Assuming the user has a valid OTP factor, we active it, and then prompt regardless if it existed or not.

    # User has a valid otp factor - activate it
    uniform_timer.start()
    state_token = None
    if user is not None and device is not None:
        # Grab state token
        state_token = device.state_token
 
        # Only trigger if device needs it
        if device.needs_trigger:
            activation = client.activate_factor(user.id, device.id)
            if not activation:
                logit('Error activating factor id %d for user "%s"' % (device.id, email_or_user))
            else:
                state_token = activation.state_token
 
    # No active/default factor - log and set user to None
    else:
        logit('No valid otp factor found for user "%s"' % email_or_user)
    uniform_timer.finish()
 
    # Prompt for otp
    try:
        otp_token = pamh.conversation(pamh.Message(pamh.PAM_PROMPT_ECHO_OFF, 'OTP: ')).resp
        if not otp_token:
            otp_token = None
    except pamh.exception as error:
        return error.pam_result

Again, why prompt regardless of whether it was found or not? User enumeration mitigation (probably tired of reading this by now ðŸ˜‚).

Next we verify the OTP.

    # Verify otp
    uniform_timer.start()
    result = False
    if user is not None and device is not None:
        result = client.verify_factor(user.id,
                                    device.id,
                                    otp_token=otp_token,
                                    state_token=state_token)
    uniform_timer.finish()
 
    # Error verifying otp - log
    if result is None:
        logit('Error verifying factor id %d for user "%s"' % (device.id, email_or_user))
        return pamh.PAM_AUTH_ERR
 
    # Invalid otp - log
    if not result:
        logit('Invalid otp auth for user "%s"' % email_or_user)
        return pamh.PAM_AUTH_ERR

At this point, we just need to check that the role is correct. We already have the roles for the user, so we just need to check that it’s in their list of roles.

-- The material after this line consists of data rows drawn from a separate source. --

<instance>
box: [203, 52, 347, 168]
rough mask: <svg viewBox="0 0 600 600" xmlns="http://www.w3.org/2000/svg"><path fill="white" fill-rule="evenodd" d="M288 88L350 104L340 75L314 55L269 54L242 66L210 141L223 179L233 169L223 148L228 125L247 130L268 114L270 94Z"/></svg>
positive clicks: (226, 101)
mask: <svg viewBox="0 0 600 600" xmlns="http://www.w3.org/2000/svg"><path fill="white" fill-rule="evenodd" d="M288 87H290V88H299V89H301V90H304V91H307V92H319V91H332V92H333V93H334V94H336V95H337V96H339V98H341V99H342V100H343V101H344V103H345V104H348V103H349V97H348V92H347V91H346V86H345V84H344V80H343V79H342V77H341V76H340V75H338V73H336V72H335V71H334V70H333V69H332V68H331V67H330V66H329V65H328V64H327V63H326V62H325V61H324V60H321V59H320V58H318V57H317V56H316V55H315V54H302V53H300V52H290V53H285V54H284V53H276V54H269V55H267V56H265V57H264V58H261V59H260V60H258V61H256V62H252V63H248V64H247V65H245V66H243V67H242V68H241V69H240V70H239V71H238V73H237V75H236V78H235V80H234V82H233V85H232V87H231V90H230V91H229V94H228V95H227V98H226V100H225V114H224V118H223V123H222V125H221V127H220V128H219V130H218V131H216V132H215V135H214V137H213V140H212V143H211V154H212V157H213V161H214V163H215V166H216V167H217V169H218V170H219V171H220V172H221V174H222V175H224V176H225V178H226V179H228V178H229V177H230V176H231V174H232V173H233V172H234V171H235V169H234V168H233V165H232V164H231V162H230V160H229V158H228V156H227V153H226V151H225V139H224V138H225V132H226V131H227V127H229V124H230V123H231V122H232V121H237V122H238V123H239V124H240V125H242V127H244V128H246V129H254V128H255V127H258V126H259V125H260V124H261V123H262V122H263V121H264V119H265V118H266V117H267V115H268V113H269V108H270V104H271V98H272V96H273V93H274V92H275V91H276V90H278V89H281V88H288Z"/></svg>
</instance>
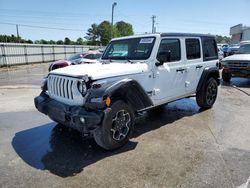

    # Check if user is authorized to login to provided role
    if config['user_roles'].get(rolename, None) not in user.get_role_ids():
        logit('User "%s" is not authorized to login as "%s"' % (email_or_user, rolename))
        return pamh.PAM_AUTH_ERR
 
    # Auth'd login
    return pamh.PAM_SUCCESS

That’s it! That’s the whole module.

Closing Notes

In this writeup we’ve introduced what a PAM module is and how it can be useful for system administrators.

We ran through the setup on OneLogin and a Linux server.

Finally, we went over the module itself, the known issues with it, and why it is implemented the way it is.